Aside from an odd sensation in one of my sinuses, that was a wholly unpainful procedure. Don’t even have a sore throat.

But I do wonder if I was in any pain or discomfort during the bronchoscopy–considering they stuck a tube up my nose–but I simply can’t remember it. ‘Course I also had a lot of numbing agent, so the odds of me feeling anything even if I could remember it are slim to none.

Weird.

First thing I did as soon as I could swallow and therefore eat/drink again, was have a big cup of coffee. Tube-in-nose notwithstanding, I was hurting for my caffeine fix.


Writing Stuff:

Obviously, not much writing got done yesterday. I was loopy for hours after I got home, quite incapable of putting written words in any semblance of decent order.

But I did check the Abyss & Apex site and while it seems that part ii of issue #9 is still in the process of being published, “Inside the Witch’s Oven” is up, as is a poem by Tim Myers. The link to the short by Bruce Boston, however, is still not functional.

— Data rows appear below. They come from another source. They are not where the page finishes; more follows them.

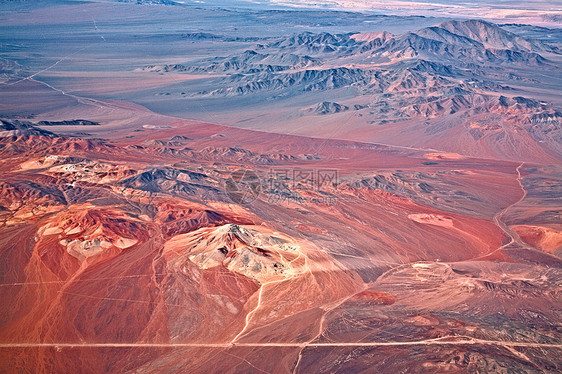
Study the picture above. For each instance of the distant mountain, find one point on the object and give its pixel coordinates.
(492, 36)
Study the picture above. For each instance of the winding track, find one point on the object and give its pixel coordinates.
(438, 341)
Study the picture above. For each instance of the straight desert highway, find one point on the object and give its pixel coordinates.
(280, 186)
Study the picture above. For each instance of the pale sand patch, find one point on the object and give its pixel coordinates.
(431, 219)
(443, 156)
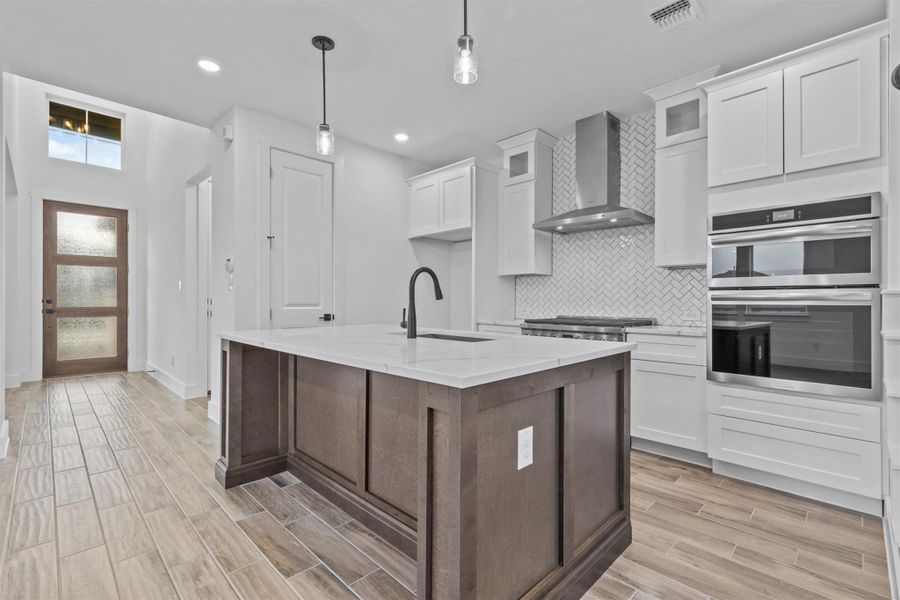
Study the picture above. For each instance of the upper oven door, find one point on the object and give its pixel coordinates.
(817, 341)
(828, 254)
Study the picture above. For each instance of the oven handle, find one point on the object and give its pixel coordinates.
(812, 231)
(817, 296)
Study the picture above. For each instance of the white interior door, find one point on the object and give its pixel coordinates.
(301, 277)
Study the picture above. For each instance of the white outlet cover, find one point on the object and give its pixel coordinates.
(525, 451)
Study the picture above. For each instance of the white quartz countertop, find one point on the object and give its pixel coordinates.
(386, 349)
(682, 330)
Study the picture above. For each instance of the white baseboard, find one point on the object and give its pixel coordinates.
(213, 412)
(195, 390)
(891, 549)
(13, 380)
(863, 504)
(172, 383)
(689, 456)
(4, 439)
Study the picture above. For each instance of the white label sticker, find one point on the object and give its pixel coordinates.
(526, 447)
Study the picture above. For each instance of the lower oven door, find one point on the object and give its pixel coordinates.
(817, 341)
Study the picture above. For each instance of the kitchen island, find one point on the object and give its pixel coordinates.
(501, 465)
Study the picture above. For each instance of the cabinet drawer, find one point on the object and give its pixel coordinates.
(828, 460)
(669, 348)
(668, 403)
(844, 419)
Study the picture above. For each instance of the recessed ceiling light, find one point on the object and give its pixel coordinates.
(209, 66)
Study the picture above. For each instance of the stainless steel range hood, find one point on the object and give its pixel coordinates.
(597, 180)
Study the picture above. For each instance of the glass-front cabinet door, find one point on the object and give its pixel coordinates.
(518, 162)
(681, 118)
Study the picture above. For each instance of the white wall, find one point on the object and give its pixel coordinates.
(5, 166)
(373, 258)
(152, 145)
(176, 152)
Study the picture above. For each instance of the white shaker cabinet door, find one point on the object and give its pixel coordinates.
(456, 199)
(424, 207)
(681, 196)
(517, 236)
(832, 108)
(668, 404)
(746, 130)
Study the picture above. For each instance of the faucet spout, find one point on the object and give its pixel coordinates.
(438, 295)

I’ll be sharing a TOC with Bruce Boston! Eventually.

I’m also amused that “Witch’s Oven” is the opening story of part ii. Very cool.

Fun with Excel

Had a follow-up with my Rheumatologist today. He agreed to finally wean me completely off the Prednisone. At last.

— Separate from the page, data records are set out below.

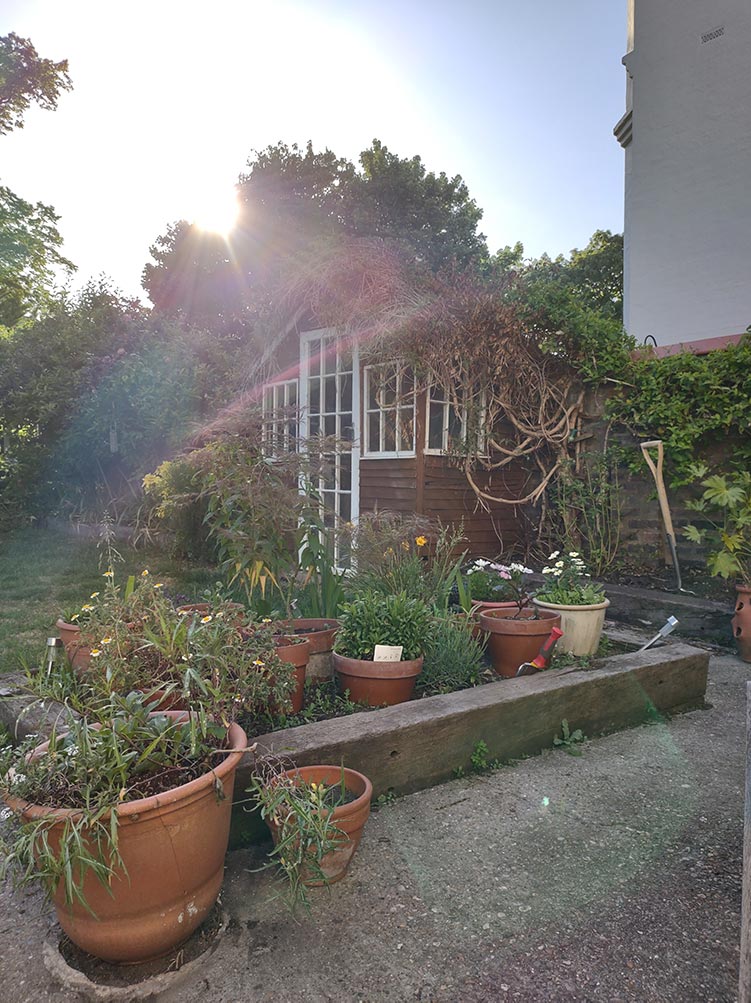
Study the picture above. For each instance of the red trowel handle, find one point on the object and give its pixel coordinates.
(544, 653)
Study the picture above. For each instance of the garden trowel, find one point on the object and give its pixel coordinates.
(662, 494)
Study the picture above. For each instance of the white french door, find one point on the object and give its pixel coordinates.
(330, 406)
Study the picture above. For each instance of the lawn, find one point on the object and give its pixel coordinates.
(44, 573)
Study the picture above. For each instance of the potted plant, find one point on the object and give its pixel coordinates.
(486, 585)
(316, 815)
(124, 818)
(396, 622)
(580, 601)
(515, 631)
(725, 506)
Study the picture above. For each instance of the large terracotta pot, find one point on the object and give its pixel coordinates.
(582, 625)
(78, 654)
(350, 818)
(377, 683)
(172, 847)
(295, 652)
(742, 622)
(321, 633)
(515, 637)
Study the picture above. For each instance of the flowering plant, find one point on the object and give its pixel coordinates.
(567, 584)
(486, 582)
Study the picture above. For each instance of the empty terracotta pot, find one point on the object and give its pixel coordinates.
(78, 654)
(742, 622)
(172, 847)
(515, 637)
(295, 651)
(377, 683)
(350, 818)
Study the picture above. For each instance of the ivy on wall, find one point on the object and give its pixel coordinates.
(694, 403)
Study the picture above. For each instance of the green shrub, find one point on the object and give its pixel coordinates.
(395, 620)
(453, 657)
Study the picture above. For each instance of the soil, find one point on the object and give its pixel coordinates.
(104, 974)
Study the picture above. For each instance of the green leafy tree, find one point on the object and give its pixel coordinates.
(26, 78)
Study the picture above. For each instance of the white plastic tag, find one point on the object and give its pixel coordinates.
(388, 653)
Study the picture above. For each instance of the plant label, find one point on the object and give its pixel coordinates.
(388, 653)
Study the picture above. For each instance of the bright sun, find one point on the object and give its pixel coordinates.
(217, 213)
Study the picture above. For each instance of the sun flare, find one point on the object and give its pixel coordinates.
(217, 213)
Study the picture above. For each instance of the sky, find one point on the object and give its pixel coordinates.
(170, 97)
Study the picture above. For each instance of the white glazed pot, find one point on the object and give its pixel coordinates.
(582, 625)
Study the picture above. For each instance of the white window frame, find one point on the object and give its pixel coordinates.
(275, 425)
(447, 405)
(383, 453)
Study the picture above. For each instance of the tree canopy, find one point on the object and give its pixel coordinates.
(26, 78)
(292, 201)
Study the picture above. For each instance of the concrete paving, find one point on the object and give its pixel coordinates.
(615, 876)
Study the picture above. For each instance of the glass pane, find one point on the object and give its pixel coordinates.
(389, 431)
(345, 471)
(314, 395)
(329, 358)
(345, 508)
(330, 394)
(435, 426)
(454, 426)
(406, 429)
(345, 393)
(315, 357)
(373, 377)
(374, 432)
(388, 396)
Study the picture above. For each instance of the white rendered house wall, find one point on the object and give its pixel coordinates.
(687, 136)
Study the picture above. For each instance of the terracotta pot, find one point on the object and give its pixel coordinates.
(295, 652)
(377, 683)
(78, 654)
(321, 633)
(582, 625)
(350, 818)
(515, 637)
(742, 622)
(172, 847)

Had some major problems with my right contact lens at work today. Not sure what was wrong, but I couldn’t tolerate the thing in my eye, so I took it out. Unfortunately, I didn’t have either lens case or glasses with me, so I spent the last couple hours at work with 1.5 eyes. The drive home was . . . interesting. I was seriously considering sticking a post-it over my eye as an impromptu eye patch to at least give me some semblance of decent vision, but figured it wouldn’t stay even if I did. And my eye still hurts. Ow.

Writing stuff:

Progress is not being made. Instead, I’ve been playing with Excel. I migrated all my MS Word logs to Excel spreadsheets, and then merrily ran stats on everything I could think of.

Submissions out: 33
Average # days waiting: 67

Genre/length Breakdown:
Fantasy short stories: 15
Horror short stories: 4
Science Fiction short stories: 6
Children’s stories: 6
Book length works: 1
flash stories: 1

Sales: 30
Average # subs per story: 6
# sold on first trip out: 11
Rejections/sales ratio: 10/1
(For 2004: 5/1)

Breakdown:
Fantasy: 3
Horror: 9
Science Fiction: 4
Children’s: 6
Flash/Excerpts: 6
Reprints: 2

Total works (both out and sold): 61

Breakdown:
Fantasy: 18
Horror: 13
Science Fiction: 10
Children’s: 12
Flash/Excerpts: 7
Book length: 1

I need to quit putzing around with numbers and get some words written. Sheesh.